Paracetamol Overdose


  • Paracetamol overdose is the most common method of intentional self-harm/suicide in the UK.
  • Paracetamol is usually very safe at therapeutic doses
    • <150mg/kg is unlikely to be toxic; >250mg/kg is likely to be toxic and >12g in total (i.e. 24 500mg tablets) is potentially fatal.
    • Toxicity occurs due to the normal metabolism of paracetamol (conjugation) to become saturated and instead being metabolised to the toxic NAPQI metabolite.  Normally, small levels can be inactivated by glutathione.  However, once glutathione stores are depleted, NAPQI begins to cause necrosis of hepatocytes and renal tubules.
      • NB Alcohol induces the metabolism of paracetamol (as can other drugs e.g. carbamazepine and rifampicin) and can increase the toxicity


  • Most patients are asymptomatic and present seeking medical attention for known paracetamol OD
    • It can take more than 24 hours for hepatic necrosis to occur and up to 72 hours for the kidneys to be affected.
    • Occasionally there are signs of liver/kidney damage e.g. upper quadrant pain/jaundice, abnormal blood tests etc in patients with a delayed presentation
  • It is important to ascertain
    • How many tablets?
    • Any other tablets/drugs (including alcohol)?
    • WHEN were they taken?
    • It is also important to assess the patient’s mood/intentions and carry out a full self-harm/suicide risk assessment


  • Paracetamol level
    • Take at 4 hours post ingestion and ideally before 15 hours (after this the level is unreliable)
      • If the patient has taken a staggered dose, measure level ASAP.
  • Other tests e.g. U&Es (kidney function); LFTs (ALT may be raised- often markedly- but can be initially normal)
  • An ABG may show acidosis early on and can be a poor prognostic indicator


  • N-Acetylcysteine
    • Treatment dependent on plasma paracetamol level (see nomogram)
    • alcalc
    • bites
  • Patients with the following may require specialist care e.g. in an intensive setting
    • Encephalopathy/raised ICP
    • INR >2 at or before 48 hours or >3.5 at or before 72 hours
    • AKI (creatinine >200umol/l)
      • Haemodialysis may be required if creatinine rises above 400umol/l
    • Metabolic acidosis (pH <7.3 and/or bicarbonate <18mmol/l)
    • Hypotension (SBP <80mmHg despite fluid resuscitation)
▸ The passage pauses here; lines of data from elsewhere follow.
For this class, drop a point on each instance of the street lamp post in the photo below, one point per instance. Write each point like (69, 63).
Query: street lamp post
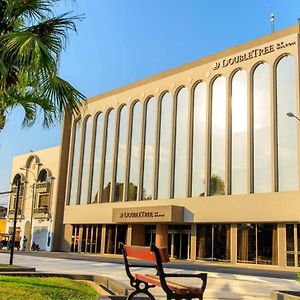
(15, 224)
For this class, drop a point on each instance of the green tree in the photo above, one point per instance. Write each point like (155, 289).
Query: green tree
(32, 39)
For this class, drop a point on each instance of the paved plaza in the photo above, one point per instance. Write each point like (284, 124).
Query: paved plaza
(220, 285)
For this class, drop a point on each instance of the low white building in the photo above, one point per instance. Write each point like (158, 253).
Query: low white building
(37, 173)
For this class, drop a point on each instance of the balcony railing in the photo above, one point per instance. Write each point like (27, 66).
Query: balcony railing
(41, 212)
(11, 213)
King’s College Hospital criteria for liver transplantation in paracetamol-induced acute liver failure

  • List for transplantation if
    • arterial pH <7.3 or arterial lactate >3.0 mmol/L after adequate fluid resuscitation, OR
    • if all three of the following occur in a 24-hour period:
      • Creatinine >300 μmol/L.
      • PT >100 seconds (INR >6.5).
      • Grade III/IV encephalopathy.
  • Strongly consider transplantation if:
    • Arterial lactate >3.5 mmol/L after early fluid resuscitation.